How to Write a Ray Tracer Intuitively

In my last blog post, I demonstrated my ray tracer for the BBC Micro:Bit. In that post, I talked a little about what a ray tracer is, but didn’t discuss how you actually implement one. If you don’t know what a ray tracer is, make sure you read that post first.

This post discusses a ray tracer in detail, talking you through the computation step-by-step. It’s not the most advanced ray tracer - in fact it’s about as simple as they come. It fires one ray per pixel, and doesn’t support reflection or refraction. However, you should be able to adapt it to your needs once you understand the maths.

I deliberately haven’t included any code samples. Instead, I explain in words, maths, and pictures. That probably seems scary, but trust me when I say that ray tracing just isn’t that complicated. If I included code samples, you would probably just copy them and not really understand what was going on.

By the end of this post, you should have an intuitive understanding of how ray tracers work. You should be able to write the code yourself, and more advanced readers will be able to extend their implementation with extra features.

Step 1: Define your Scene

Ray tracers simulate light rays to render a 3D scene. Before we can start doing that, we need to define the scene that we want to render.

In our simple implementation, the scene contains one camera and many triangles. We only use triangles in our scene because they are the simplest shape to render. We can convert more complex shapes into triangles in a process called triangulation

Each triangle \(t\) is a set of 3 coordinates \(\left\{ t_1, t_2, t_3 \right\}\).

One triangle is displayed

Each coordinate is a 3D coordinate \(\left\{ x, y, z \right\}\).

The X axis runs left-right. The Y axis runs up-down. The Z axis runs in-out. The 3 coordinates of the triangle's corners are {-1, 0, 2}, {0, -1, 3}, and {1, 0, 2}

We add four triangles in a pyramid shape and the camera. The camera’s position is also a 3D coordinate. It dictates where we are looking in the scene.

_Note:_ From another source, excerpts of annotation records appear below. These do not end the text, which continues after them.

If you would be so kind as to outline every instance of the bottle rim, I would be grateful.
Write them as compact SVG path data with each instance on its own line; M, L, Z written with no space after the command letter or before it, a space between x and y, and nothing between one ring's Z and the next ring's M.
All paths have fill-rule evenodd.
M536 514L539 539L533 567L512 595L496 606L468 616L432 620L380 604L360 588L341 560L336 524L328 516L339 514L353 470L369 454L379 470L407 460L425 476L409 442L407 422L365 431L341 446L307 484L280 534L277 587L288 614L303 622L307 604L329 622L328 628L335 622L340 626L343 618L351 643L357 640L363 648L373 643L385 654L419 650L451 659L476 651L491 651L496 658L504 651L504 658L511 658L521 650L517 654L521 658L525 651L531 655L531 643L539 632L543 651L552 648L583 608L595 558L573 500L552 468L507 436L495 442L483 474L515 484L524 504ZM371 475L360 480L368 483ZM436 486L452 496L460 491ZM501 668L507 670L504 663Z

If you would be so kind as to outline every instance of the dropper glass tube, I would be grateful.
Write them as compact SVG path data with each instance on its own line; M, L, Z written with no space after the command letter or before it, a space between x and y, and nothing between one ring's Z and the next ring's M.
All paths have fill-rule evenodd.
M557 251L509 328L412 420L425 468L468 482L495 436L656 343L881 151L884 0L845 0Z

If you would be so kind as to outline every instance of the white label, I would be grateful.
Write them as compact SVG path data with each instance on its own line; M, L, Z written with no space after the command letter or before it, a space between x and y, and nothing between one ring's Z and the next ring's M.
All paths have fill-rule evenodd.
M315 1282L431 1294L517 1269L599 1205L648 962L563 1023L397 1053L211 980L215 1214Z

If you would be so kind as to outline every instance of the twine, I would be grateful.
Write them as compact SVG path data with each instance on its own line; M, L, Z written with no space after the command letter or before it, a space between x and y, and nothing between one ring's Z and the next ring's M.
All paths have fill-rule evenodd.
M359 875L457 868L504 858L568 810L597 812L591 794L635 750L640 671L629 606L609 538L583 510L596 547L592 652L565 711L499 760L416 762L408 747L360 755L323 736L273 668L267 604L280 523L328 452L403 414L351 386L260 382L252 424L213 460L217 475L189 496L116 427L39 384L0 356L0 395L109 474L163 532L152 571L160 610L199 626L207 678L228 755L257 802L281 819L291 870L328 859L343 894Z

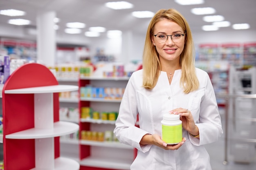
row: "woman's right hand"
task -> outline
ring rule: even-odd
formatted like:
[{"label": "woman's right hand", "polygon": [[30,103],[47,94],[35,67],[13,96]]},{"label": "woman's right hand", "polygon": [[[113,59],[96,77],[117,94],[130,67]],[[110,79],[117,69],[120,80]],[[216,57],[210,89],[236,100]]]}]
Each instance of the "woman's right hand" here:
[{"label": "woman's right hand", "polygon": [[186,139],[182,138],[182,141],[178,144],[167,145],[163,141],[160,136],[155,134],[153,135],[146,134],[142,137],[140,144],[142,145],[154,145],[166,150],[175,150],[180,147],[186,141]]}]

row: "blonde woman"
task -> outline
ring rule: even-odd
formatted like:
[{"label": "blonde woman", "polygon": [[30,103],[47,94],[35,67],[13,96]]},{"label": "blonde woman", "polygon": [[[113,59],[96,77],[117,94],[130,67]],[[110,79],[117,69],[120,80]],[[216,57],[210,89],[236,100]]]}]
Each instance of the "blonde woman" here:
[{"label": "blonde woman", "polygon": [[[194,62],[186,19],[174,9],[159,11],[148,29],[143,68],[129,79],[114,130],[120,142],[138,150],[131,170],[211,169],[204,145],[217,141],[223,131],[209,76]],[[161,121],[167,113],[182,121],[183,138],[177,144],[162,139]]]}]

A camera is on the right-hand side of the screen, pointing at the triangle. More triangles have been added to create a square-based pyramid

The camera is special because it has both a position and a direction. This allows us to turn the camera and look around the scene. The camera’s rotation is given as \(\theta_y\) (yaw) and \(\theta_p\) (pitch). Yaw handles the left-right rotation, while the up-down rotation is determined by the pitch. Together, these let the camera look in any direction.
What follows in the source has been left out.